CERN is widely recognised as one of the world’s leading laboratories for particle physics. At CERN, physicists and engineers probe the fundamental structure of the universe. To do this, they use the world’s largest and most complex scientific instruments – particle accelerators and detectors – to study the basic constituents of matter and the forces that shape the universe. Technologies developed at CERN go on to have a significant impact through their applications in wider society.
CERN has had an important role in the history of computing and networks. The World Wide Web (WWW) was invented at CERN by Sir Tim Berners-Lee. The web was originally conceived and developed to meet the demand for automated information-sharing between scientists at universities and institutes around the world. Grid computing was also developed at CERN with partners and thanks to funding from the European Commission. The organisation also carries out activities in the areas of cybersecurity, big data, machine learning, artificial intelligence (AI), data preservation, and quantum technology.
Digital policy issues
- Cloud computing
The scale and complexity of data from the Large Hadron Collider (LHC), the world’s largest particle accelerator, is unprecedented. This data needs to be stored, easily retrieved, and analysed by physicists all over the world. This requires massive storage facilities, global networking, immense computing power, and funding. CERN did not initially have the computing or financial resources to crunch all of the data on site, so in 2002 it turned to grid computing to share the burden with computer centres around the world. The Worldwide Large Hadron Collider Computing Grid (WLCG) builds on the ideas of grid technology initially proposed in 1999 by Ian Foster and Carl Kesselman. The WLCG relies on a distributed computing infrastructure, as data from the clashes of protons or heavy ions is distributed via the Internet for processing at data centres worldwide. This approach of using ‘virtual machines’ is based on the same paradigm as cloud computing. It is expected that further CERN developments in the field of data processing will continue to influence digital technologies.

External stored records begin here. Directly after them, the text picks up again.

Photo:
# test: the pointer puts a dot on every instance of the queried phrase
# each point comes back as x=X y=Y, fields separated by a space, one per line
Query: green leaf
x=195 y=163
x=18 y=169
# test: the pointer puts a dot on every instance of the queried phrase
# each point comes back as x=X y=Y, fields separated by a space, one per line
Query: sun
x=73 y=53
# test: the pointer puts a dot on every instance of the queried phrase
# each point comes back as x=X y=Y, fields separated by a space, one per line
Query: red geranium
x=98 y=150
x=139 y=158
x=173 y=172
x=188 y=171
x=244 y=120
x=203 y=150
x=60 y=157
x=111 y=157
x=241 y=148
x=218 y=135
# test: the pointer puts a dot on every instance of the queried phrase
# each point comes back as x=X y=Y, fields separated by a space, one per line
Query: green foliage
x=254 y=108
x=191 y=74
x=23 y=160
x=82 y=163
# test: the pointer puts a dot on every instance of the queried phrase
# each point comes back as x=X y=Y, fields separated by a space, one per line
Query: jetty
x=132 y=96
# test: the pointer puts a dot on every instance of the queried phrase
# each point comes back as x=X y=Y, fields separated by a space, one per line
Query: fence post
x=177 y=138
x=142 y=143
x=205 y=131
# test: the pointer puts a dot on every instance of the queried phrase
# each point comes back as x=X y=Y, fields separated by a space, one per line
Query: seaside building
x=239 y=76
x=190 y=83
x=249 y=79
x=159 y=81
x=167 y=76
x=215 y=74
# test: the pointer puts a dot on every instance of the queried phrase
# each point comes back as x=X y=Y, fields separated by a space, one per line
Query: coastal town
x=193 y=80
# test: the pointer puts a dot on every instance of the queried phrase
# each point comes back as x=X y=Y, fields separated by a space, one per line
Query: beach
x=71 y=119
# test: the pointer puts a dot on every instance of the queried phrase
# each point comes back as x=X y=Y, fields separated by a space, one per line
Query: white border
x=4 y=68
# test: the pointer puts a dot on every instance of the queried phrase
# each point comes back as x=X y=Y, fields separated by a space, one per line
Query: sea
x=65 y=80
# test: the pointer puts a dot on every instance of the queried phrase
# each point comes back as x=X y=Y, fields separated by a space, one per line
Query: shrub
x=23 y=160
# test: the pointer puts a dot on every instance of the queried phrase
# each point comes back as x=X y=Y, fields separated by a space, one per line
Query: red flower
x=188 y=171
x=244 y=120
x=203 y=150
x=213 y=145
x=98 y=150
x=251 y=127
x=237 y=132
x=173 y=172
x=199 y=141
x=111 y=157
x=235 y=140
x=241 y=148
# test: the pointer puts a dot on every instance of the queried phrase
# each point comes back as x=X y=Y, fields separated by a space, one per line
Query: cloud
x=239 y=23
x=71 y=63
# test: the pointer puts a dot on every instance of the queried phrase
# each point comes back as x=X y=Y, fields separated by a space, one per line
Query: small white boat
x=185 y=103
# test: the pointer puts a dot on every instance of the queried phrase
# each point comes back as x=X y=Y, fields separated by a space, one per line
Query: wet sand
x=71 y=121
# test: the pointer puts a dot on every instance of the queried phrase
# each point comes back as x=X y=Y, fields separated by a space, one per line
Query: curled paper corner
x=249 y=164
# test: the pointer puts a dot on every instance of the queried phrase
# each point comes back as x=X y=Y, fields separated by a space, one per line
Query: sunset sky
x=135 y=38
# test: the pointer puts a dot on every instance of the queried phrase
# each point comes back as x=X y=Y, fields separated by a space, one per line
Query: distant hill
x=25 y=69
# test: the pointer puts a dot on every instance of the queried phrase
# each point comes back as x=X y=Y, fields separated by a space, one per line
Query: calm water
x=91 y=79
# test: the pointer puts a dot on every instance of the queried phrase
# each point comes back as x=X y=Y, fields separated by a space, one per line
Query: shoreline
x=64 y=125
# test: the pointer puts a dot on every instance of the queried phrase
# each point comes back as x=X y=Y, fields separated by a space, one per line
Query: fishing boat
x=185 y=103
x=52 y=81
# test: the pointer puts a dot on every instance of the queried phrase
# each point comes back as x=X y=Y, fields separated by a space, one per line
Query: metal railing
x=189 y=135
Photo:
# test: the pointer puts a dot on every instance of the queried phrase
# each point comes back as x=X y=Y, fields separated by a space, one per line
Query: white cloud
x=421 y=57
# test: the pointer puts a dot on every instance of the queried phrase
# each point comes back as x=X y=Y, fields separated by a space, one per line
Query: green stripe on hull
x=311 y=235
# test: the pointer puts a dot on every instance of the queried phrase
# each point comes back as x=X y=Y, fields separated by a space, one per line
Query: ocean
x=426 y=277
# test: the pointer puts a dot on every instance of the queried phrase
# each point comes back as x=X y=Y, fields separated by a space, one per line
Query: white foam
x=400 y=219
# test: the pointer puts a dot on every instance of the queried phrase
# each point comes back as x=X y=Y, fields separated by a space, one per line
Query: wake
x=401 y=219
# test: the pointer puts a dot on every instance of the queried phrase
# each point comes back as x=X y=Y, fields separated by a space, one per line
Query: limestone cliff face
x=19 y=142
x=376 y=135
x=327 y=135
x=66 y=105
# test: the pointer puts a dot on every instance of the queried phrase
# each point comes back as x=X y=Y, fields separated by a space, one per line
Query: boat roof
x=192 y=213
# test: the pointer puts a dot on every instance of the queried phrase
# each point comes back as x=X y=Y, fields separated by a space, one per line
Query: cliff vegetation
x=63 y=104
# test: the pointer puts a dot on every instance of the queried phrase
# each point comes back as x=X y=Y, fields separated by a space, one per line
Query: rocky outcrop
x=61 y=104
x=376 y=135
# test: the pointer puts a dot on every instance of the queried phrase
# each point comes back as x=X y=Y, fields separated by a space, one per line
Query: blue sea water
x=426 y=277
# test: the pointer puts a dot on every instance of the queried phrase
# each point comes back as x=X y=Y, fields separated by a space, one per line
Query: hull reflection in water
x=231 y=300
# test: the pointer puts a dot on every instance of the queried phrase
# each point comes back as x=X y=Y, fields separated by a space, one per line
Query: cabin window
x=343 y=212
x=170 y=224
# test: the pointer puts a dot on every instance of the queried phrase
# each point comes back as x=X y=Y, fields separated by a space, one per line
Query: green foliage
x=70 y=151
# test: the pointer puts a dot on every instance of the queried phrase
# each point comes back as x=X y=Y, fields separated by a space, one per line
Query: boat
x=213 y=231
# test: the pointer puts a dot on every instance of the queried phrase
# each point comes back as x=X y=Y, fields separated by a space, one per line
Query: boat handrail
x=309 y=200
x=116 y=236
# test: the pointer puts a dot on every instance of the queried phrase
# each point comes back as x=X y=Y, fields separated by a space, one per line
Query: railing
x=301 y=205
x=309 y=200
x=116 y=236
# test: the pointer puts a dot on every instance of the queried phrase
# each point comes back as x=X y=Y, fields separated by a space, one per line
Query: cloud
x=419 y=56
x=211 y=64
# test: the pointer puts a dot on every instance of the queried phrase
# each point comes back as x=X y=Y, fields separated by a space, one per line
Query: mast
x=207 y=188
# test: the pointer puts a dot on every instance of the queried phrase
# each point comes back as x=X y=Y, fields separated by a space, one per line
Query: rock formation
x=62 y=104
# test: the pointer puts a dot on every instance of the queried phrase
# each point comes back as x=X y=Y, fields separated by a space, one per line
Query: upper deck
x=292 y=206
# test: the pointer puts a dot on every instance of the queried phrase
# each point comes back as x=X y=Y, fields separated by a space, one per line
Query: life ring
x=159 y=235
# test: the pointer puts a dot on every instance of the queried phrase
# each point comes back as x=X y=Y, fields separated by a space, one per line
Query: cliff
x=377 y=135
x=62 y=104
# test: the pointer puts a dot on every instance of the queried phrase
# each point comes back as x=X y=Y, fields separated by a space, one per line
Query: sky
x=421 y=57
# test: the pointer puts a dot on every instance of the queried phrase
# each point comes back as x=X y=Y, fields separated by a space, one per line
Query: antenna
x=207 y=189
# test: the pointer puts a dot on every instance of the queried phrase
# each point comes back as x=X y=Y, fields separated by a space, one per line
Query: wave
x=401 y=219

- Telecommunications infrastructure
In the 1970s, CERN developed CERNET, a lab-wide network to access mainframe computers in its data centre. This pioneering network eventually led CERN to become an early European adopter of TCP/IP for use in connecting systems on site. In 1989, CERN opened its first external TCP/IP connections and by 1990, CERN had become the largest Internet site in Europe and was ready to host the first WWW server. Nowadays, in addition to the WLCG and its distributed computing infrastructure, CERN is also the host of the CERN Internet eXchange Point (CIXP), which optimises CERN’s Internet connectivity and is also open to interested Internet Service Providers (ISPs).
- Digital standards
Ever since releasing the World Wide Web software under an open-source model in 1994, CERN has been a pioneer in the open-source field, supporting open-source hardware (with the CERN Open Hardware Licence), open access (with the Sponsoring Consortium for Open Access Publishing in Particle Physics - SCOAP3) and open data (with the CERN Open Data Portal). Several CERN technologies are being developed with open access in mind, such as Indico, Invenio, Zenodo. Open-source software, such as CERNBox, CTA, EOS, FTS, GeantIV, ROOT , RUCIO, SWAN have been developed to handle, distribute and analyse the huge volumes of data generated by the LHC experiments and are also made available to the wider society.
- Data governance
CERN manages vast amounts of data, and not only scientific data, but also data in more common formats such as webpages, images and videos, documents, and more. For instance, the CERN Data Centre processes on average one petabyte (one million gigabytes) of data per day. As such, the organisation notes that it faces the challenge of preserving its digital memory. It also points to the fact that many of the tools that are used to preserve data generated by the LHC and other scientific projects are also suitable for preserving other types of data and are made available to the wider society.
- Artificial intelligence
Through CERN openlab, CERN collaborates with leading ICT companies and research institutes. The R&D projects carried out through CERN openlab are currently addressing topics related to data acquisition, computing platforms, data storage architectures, compute provisioning and management, networks and communication, machine learning and data analytics, and quantum technologies. CERN researchers are using machine learning techniques as part of their efforts to ‘maximise the potential for discovery...and optimise resources usage’. Machine learning is used, for instance, to improve the performance of LHC experiments in areas such as particle detection and managing computing resources. Going one step further, at the intersection of AI and quantum computing, CERN openlab is exploring the feasibility of using quantum algorithms to track the particles produced by collisions in the LHC, and is working on developing quantum algorithms to help optimise how data is distributed for storage in the WLCG.